Let $\boldsymbol{v}_1=(x_1,y_1),\boldsymbol{v}_2=(x_2,y_2)\in\mathbb{R}^2$ be linearly independent over $\mathbb{R}$.
Define $\boldsymbol{v}\in\mathbb{R}^2$ to be transcendental if at least one of its coordinates is transcendental.
Does every $\mathbb{Z}$-basis of $\mathbb{Z}\boldsymbol{v}_1\oplus\mathbb{Z}\boldsymbol{v}_2$ have the same number of transcendental elements?
The example $\mathbb{Z}(\pi,1)\oplus\mathbb{Z}(\pi,0)=\mathbb{Z}(0,1)\oplus\mathbb{Z}(\pi,0)$ shows that the number of transcendental elements in a basis can change from $2$ to $1$.

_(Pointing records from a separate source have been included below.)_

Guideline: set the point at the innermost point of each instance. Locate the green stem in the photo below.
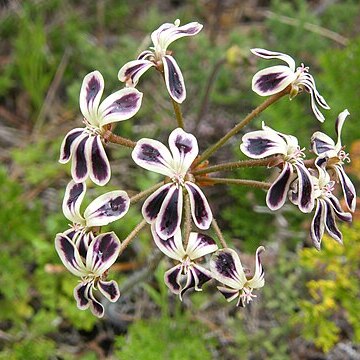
(233, 165)
(134, 199)
(132, 236)
(219, 233)
(207, 153)
(252, 183)
(178, 113)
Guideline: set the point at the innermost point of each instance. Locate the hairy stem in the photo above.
(134, 199)
(132, 236)
(218, 233)
(234, 165)
(252, 183)
(178, 113)
(208, 152)
(116, 139)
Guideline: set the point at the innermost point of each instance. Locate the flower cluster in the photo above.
(177, 209)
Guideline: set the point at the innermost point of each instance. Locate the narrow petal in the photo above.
(305, 187)
(257, 280)
(99, 166)
(335, 204)
(200, 208)
(107, 208)
(152, 205)
(69, 255)
(266, 54)
(226, 267)
(318, 224)
(109, 289)
(74, 195)
(229, 294)
(171, 279)
(330, 224)
(184, 148)
(172, 247)
(121, 105)
(132, 71)
(338, 126)
(154, 156)
(80, 166)
(321, 143)
(272, 80)
(200, 245)
(262, 143)
(169, 218)
(81, 295)
(170, 34)
(90, 95)
(68, 144)
(348, 188)
(174, 79)
(201, 276)
(102, 252)
(276, 196)
(95, 306)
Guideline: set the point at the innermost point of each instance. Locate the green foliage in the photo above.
(333, 289)
(164, 338)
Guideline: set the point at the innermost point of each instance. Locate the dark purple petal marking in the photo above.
(228, 294)
(225, 265)
(92, 89)
(170, 219)
(171, 279)
(330, 224)
(74, 193)
(270, 81)
(347, 187)
(109, 289)
(276, 195)
(200, 208)
(321, 146)
(81, 166)
(317, 224)
(344, 216)
(125, 104)
(174, 79)
(99, 162)
(105, 247)
(152, 208)
(306, 190)
(65, 152)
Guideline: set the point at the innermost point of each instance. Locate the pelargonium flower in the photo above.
(164, 206)
(327, 208)
(274, 79)
(187, 273)
(100, 212)
(225, 266)
(262, 143)
(85, 145)
(161, 58)
(324, 146)
(92, 269)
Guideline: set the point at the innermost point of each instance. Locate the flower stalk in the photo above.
(228, 181)
(272, 99)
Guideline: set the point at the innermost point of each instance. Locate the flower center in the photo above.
(247, 295)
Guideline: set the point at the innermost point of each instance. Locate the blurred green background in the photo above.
(309, 308)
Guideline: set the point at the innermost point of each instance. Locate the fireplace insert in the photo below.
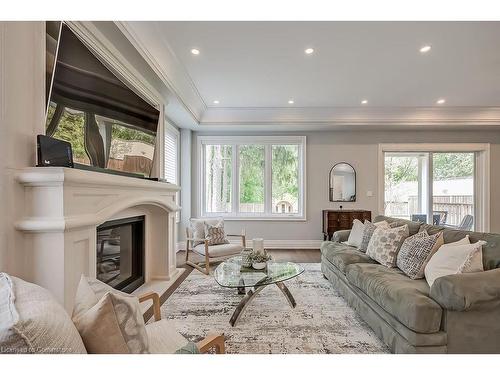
(120, 253)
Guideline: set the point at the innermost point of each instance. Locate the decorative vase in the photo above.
(259, 265)
(245, 258)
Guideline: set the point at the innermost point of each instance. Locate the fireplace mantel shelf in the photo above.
(123, 191)
(64, 206)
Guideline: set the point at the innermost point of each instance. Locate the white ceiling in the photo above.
(254, 68)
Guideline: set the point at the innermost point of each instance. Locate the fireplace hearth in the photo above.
(120, 253)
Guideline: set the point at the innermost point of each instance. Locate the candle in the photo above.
(258, 245)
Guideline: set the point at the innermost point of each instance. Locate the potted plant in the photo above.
(259, 259)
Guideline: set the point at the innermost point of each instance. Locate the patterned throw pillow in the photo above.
(385, 244)
(198, 227)
(368, 232)
(215, 234)
(416, 252)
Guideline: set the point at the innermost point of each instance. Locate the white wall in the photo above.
(360, 149)
(22, 76)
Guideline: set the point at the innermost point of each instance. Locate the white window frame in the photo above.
(481, 177)
(268, 142)
(173, 131)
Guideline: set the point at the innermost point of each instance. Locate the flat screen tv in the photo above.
(109, 126)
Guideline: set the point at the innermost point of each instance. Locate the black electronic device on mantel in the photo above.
(52, 152)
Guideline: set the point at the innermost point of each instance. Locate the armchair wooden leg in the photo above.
(207, 259)
(215, 342)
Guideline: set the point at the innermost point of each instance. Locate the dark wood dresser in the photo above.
(334, 220)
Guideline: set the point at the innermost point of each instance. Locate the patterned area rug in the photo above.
(322, 322)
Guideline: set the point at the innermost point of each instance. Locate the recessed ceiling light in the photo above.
(425, 49)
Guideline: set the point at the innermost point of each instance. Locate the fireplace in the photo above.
(120, 253)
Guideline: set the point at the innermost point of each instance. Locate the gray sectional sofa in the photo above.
(459, 314)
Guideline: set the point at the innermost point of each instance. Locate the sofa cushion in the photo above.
(31, 320)
(406, 299)
(342, 255)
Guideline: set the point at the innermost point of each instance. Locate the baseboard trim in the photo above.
(274, 244)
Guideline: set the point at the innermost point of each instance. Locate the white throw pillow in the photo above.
(108, 320)
(356, 235)
(455, 258)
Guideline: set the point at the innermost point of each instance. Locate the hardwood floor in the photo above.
(284, 255)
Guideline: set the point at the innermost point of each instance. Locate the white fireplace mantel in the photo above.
(63, 207)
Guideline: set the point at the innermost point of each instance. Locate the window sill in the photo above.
(256, 218)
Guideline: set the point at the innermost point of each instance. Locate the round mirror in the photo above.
(342, 183)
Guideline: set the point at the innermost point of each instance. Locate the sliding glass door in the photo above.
(435, 187)
(453, 188)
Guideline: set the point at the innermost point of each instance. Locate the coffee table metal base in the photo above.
(250, 296)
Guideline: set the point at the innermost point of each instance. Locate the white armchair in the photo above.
(211, 253)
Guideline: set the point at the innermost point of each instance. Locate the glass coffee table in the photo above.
(229, 274)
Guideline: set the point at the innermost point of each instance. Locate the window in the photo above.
(172, 158)
(252, 177)
(443, 185)
(171, 154)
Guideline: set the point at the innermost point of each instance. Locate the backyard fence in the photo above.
(456, 207)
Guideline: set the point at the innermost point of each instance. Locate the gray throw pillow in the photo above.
(416, 252)
(215, 234)
(368, 232)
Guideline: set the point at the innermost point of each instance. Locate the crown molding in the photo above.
(354, 116)
(157, 52)
(188, 109)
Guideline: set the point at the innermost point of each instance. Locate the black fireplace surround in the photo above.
(120, 253)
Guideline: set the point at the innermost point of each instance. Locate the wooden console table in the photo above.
(334, 220)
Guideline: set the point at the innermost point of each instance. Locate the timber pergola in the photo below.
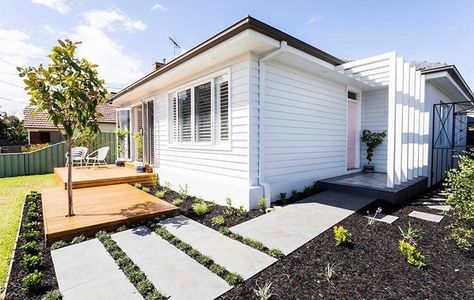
(408, 116)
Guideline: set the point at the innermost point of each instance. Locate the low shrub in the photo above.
(31, 262)
(262, 204)
(53, 295)
(413, 256)
(177, 202)
(342, 236)
(78, 239)
(58, 244)
(218, 220)
(200, 208)
(32, 281)
(160, 194)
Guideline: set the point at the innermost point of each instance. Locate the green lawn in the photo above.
(12, 194)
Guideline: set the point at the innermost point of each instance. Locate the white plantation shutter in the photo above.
(184, 116)
(202, 112)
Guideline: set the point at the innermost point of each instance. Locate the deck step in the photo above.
(87, 271)
(173, 272)
(231, 254)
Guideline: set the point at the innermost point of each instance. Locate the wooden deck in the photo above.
(98, 208)
(100, 176)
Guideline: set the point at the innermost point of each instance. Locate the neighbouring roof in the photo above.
(38, 119)
(246, 23)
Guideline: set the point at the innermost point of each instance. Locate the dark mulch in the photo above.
(49, 281)
(186, 209)
(373, 268)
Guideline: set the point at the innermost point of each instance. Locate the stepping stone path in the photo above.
(87, 271)
(173, 272)
(426, 216)
(384, 218)
(292, 226)
(231, 254)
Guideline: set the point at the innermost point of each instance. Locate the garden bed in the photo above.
(373, 268)
(30, 243)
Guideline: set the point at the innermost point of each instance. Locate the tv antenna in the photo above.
(175, 45)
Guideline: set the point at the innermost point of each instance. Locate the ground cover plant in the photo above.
(374, 268)
(12, 195)
(32, 274)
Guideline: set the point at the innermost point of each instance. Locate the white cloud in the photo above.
(117, 67)
(57, 5)
(106, 19)
(16, 49)
(159, 7)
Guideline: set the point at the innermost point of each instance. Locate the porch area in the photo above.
(375, 184)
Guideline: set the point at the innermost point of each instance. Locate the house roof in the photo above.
(39, 119)
(244, 24)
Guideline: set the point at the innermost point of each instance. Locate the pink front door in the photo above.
(351, 133)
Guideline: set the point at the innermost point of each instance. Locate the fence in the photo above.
(45, 160)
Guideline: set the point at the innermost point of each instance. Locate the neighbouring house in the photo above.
(252, 112)
(42, 131)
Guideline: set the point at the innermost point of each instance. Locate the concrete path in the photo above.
(173, 273)
(87, 271)
(290, 227)
(231, 254)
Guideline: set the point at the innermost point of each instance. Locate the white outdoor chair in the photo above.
(98, 156)
(78, 155)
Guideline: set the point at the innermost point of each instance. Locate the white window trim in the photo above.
(214, 144)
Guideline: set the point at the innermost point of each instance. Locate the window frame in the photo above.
(213, 143)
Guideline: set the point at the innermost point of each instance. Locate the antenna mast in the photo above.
(175, 45)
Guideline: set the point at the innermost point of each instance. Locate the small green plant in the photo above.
(413, 256)
(276, 253)
(342, 236)
(262, 204)
(200, 208)
(263, 292)
(218, 220)
(183, 191)
(31, 262)
(177, 202)
(58, 244)
(78, 239)
(233, 278)
(32, 281)
(53, 295)
(160, 194)
(412, 235)
(329, 271)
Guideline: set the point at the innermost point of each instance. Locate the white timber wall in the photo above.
(304, 129)
(374, 117)
(211, 172)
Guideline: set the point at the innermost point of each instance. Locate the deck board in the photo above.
(104, 175)
(98, 208)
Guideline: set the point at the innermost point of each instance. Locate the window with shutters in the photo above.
(199, 113)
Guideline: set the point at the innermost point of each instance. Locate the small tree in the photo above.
(372, 139)
(69, 91)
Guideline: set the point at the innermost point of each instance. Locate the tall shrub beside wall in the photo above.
(45, 160)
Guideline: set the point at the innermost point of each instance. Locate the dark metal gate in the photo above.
(450, 137)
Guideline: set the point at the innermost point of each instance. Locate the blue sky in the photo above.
(125, 37)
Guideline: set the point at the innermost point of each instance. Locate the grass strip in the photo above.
(230, 277)
(144, 286)
(252, 243)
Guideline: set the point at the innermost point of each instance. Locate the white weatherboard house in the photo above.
(253, 112)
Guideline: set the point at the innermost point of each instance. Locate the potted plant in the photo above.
(121, 135)
(139, 167)
(371, 139)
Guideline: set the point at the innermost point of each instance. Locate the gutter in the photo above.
(261, 116)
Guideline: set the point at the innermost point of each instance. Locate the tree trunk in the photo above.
(69, 177)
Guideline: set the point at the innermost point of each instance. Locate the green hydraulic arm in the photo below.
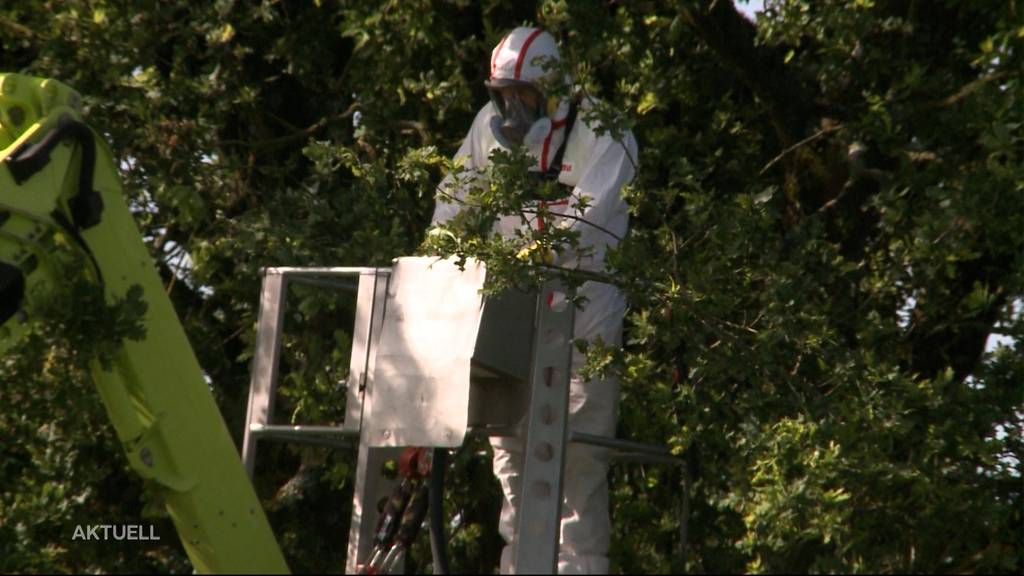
(58, 188)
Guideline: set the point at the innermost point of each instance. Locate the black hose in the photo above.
(438, 544)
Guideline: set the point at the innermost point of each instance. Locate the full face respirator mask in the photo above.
(517, 121)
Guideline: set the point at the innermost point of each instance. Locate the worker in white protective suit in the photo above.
(592, 167)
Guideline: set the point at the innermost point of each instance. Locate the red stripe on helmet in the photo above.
(522, 51)
(498, 52)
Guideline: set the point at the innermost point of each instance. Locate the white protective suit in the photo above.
(595, 167)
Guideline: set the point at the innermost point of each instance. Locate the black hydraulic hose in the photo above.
(438, 544)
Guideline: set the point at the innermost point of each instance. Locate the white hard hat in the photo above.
(519, 57)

It seems reasonable to expect that algebraicity be an invariant of $\mathbb{Z}$-bases of $\mathbb{Z}\boldsymbol{v}_1\oplus\mathbb{Z}\boldsymbol{v}_2$, given that $\boldsymbol{v}_1,\boldsymbol{v}_2\in\mathbb{R}^2$ are $\mathbb{R}$-linearly independent. So we change our definition...
Define $\boldsymbol{v}\in\mathbb{R}^2$ to be transcendental if $s(\boldsymbol{v})\neq\boldsymbol{0}$ for every monic irreducible $s(x)\in\mathbb{Z}[x]$ under componentwise addition and multiplication in $\mathbb{R}^2$. If $s(x)$ is irreducible, then $s(0)\neq 0$ so $s(a,0)\neq \boldsymbol{0}\neq s(0,a)$ for every $a\in\mathbb{R}$. Thus, $\boldsymbol{v}\in\mathbb{R}^2$ is transcendental if one of its coordinates is $0$. Also, $\boldsymbol{v}$ is transcendental if one of its coordinates is trascendental. With this background in place, let us ask the same question as before, but now using our new definition:
Question: Does every $\mathbb{Z}$-basis of $\mathbb{Z}\boldsymbol{v}_1\oplus\mathbb{Z}\boldsymbol{v}_2$ have the same number of transcendental elements?
As a number is transcendental iff every rational multiple is, we can as well work with $\mathbf Q$-span of $v_1,v_2$. Now traasition matrix for from given basis to another basis $w_1, w_2$ means we will have rational number as its entries. SO the $w_j$'s are rational linear combination of $v_1$ and $v_2$. This gives affirmative answer to your question.